Chapter 43

Here are some of the minds I have felt, Tryphon interfaced with my skull, strapped to a Pilot’s chair:

In a bunker made of sickness and stone, her name was Jaikyun, had been Jaikyun but now was

Jaikyun Yunnji Therhas Lusina Luchia Markis Hand Kereena Kao Augustin.

All of them, all of them screaming, all of them calling out where are you, where are you, help me, I’m here, I’m here, I’m here where are you?

These were not minds joined in harmony. They did not open themselves up for scrutiny, but rather their darkest secrets were dragged out in shame and horror to be seen by others who were as mad as themselves, glimpses of souls blossoming and burning out in the endless dark like lightning that you turn to see and is already gone

Already gone

Is anyone there can anyone help me help me help me

In time, I learned to ignore the worst of the weeping, the great sloshy drenching of minds being torn apart, and listen for the drone of transmission. It echoed like across the dark, a single voice constantly intoning numbers, numbers, numbers.

87,543,821

61,000

137,839

15

2,187,356

Sometimes the numbers stopped, and actual words were barked.

“571: station 3!”

But usually they just droned on, and on, and on.

11,451

98,762,145

451

9

9

8

It was Rencki who worked out why.

“It’s to keep the connection going,” qe declared. “To keep the link between the transmitter in blackship command and the receivers open. The randomness is deliberate. If you don’t know what is next, you will always be curious.”

For the first time in a long time, I felt hate again.

I tried to touch the mind of the broadcasting mind, chained in a command centre.

Whispered: Where are you? Where are you? Show me where you are…

But they were too far gone.

Sometimes, a Pilot died.

I felt it, and it was not sad.

Their deaths were a sigh, a breathing-out, a letting-go.

The Shine noticed me after a while.

Perhaps some of the Pilots on the blackships, those who were meant to receive the numbers and relay them, chanting eternally whatever the command centre transmitted, began to blurt some of my words.

Perhaps they punctuated their endless babble with a whisper of Let go, let go, do not be afraid or a muttered Show me where you are!

and their operators began to notice, and someone put two and two together.

Perhaps it was Valans who realised what was happening.

Perhaps Riv.

Either way, they couldn’t do much about it. They didn’t understand enough about the dark, about the place where time runs out, to dislodge me from it. I was the worm in the machine, the ever-watching eye, an invader come from the dark.

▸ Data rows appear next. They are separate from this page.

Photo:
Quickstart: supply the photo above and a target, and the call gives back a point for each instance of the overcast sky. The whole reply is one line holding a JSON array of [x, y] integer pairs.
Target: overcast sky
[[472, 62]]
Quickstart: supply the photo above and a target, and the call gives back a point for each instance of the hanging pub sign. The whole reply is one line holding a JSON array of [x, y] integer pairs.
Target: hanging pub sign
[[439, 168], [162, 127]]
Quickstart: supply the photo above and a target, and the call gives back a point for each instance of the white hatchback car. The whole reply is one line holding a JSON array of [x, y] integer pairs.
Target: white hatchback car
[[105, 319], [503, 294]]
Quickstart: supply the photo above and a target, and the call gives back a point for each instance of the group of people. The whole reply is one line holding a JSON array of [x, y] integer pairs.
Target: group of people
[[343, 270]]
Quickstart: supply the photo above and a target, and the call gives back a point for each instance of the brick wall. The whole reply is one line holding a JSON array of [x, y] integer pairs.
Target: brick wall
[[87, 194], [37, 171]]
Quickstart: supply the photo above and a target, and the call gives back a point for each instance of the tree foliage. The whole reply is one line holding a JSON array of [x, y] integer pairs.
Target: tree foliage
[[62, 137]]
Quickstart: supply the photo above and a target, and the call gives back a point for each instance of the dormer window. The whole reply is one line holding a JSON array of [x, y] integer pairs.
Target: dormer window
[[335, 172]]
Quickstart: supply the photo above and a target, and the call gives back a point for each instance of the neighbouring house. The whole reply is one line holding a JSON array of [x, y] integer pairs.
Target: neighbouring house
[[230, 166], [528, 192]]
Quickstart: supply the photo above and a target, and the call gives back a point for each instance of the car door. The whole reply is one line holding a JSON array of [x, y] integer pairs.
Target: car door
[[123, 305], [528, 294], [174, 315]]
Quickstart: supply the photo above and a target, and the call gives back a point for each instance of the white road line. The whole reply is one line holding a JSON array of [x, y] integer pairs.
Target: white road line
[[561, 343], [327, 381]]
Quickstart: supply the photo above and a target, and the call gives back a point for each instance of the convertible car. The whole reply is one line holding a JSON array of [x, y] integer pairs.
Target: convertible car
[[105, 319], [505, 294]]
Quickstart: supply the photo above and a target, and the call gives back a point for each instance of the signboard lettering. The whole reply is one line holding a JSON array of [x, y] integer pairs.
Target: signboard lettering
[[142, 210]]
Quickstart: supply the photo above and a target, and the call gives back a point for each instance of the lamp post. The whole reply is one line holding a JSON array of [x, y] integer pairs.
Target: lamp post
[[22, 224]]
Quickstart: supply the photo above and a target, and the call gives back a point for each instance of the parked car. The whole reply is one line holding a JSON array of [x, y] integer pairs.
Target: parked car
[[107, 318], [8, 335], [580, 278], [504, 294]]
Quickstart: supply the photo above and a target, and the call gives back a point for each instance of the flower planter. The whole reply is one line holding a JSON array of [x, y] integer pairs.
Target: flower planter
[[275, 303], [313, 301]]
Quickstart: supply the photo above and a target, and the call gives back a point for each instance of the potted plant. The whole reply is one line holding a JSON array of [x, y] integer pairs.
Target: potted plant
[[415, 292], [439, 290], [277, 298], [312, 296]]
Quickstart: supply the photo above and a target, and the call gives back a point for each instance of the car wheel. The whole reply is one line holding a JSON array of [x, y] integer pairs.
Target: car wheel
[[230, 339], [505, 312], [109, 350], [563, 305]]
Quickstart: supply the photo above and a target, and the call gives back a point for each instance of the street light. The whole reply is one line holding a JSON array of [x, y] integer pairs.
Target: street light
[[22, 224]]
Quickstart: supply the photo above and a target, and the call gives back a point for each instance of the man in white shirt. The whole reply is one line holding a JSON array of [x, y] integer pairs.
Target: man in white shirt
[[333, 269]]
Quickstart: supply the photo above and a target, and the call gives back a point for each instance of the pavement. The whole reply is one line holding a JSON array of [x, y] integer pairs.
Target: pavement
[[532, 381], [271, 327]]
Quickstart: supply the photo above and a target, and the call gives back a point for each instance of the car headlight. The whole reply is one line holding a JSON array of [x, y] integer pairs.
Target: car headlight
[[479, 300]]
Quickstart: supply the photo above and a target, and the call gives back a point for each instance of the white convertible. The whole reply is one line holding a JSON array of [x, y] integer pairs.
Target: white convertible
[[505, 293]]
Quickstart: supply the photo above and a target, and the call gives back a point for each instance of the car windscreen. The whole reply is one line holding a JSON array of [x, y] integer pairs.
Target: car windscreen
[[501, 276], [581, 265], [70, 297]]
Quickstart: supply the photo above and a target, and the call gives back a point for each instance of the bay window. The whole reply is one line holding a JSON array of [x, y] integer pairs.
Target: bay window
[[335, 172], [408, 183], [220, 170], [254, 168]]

Despite this, I was not making progress.

The minds I reached for were too broken, to hollowed out to tell me anything particular, and over time the Shine grew better at keeping their Pilots numb and dumb, so even when I did manage to establish meaningful connection, slip for the briefest of moments into their eyes, there was nothing to see.

Just a different kind of dark. A dark that scared me far more than the void.

Occasionally, of course, another presence.

Not a mind.

Not a soul.

Not a thing nameable with words.

It lay across the blanket of the dark, watching.

Sometimes a coil of it slithered into my soul, through my soul to the places beyond, and the Pilots of the blackships screamed, how they screamed, how they screamed and howled and wailed at a thing they could not name. I did not. I watched it as it watched me, and it felt…

Curious.

So very, very curious.

And I knew that it, the thing that slunk through the dark, that was the dark, found me really rather boring next to these screaming, broken minds.

Or no, not boring.

Familiar.

And thus not worth any more of its attention.

Then, nine years after I first wired my mind into the blackship interface, first connected with the Pilots in the black, the signal stopped. I sat in the Pilot’s chair, and reached out, and there was nothing there.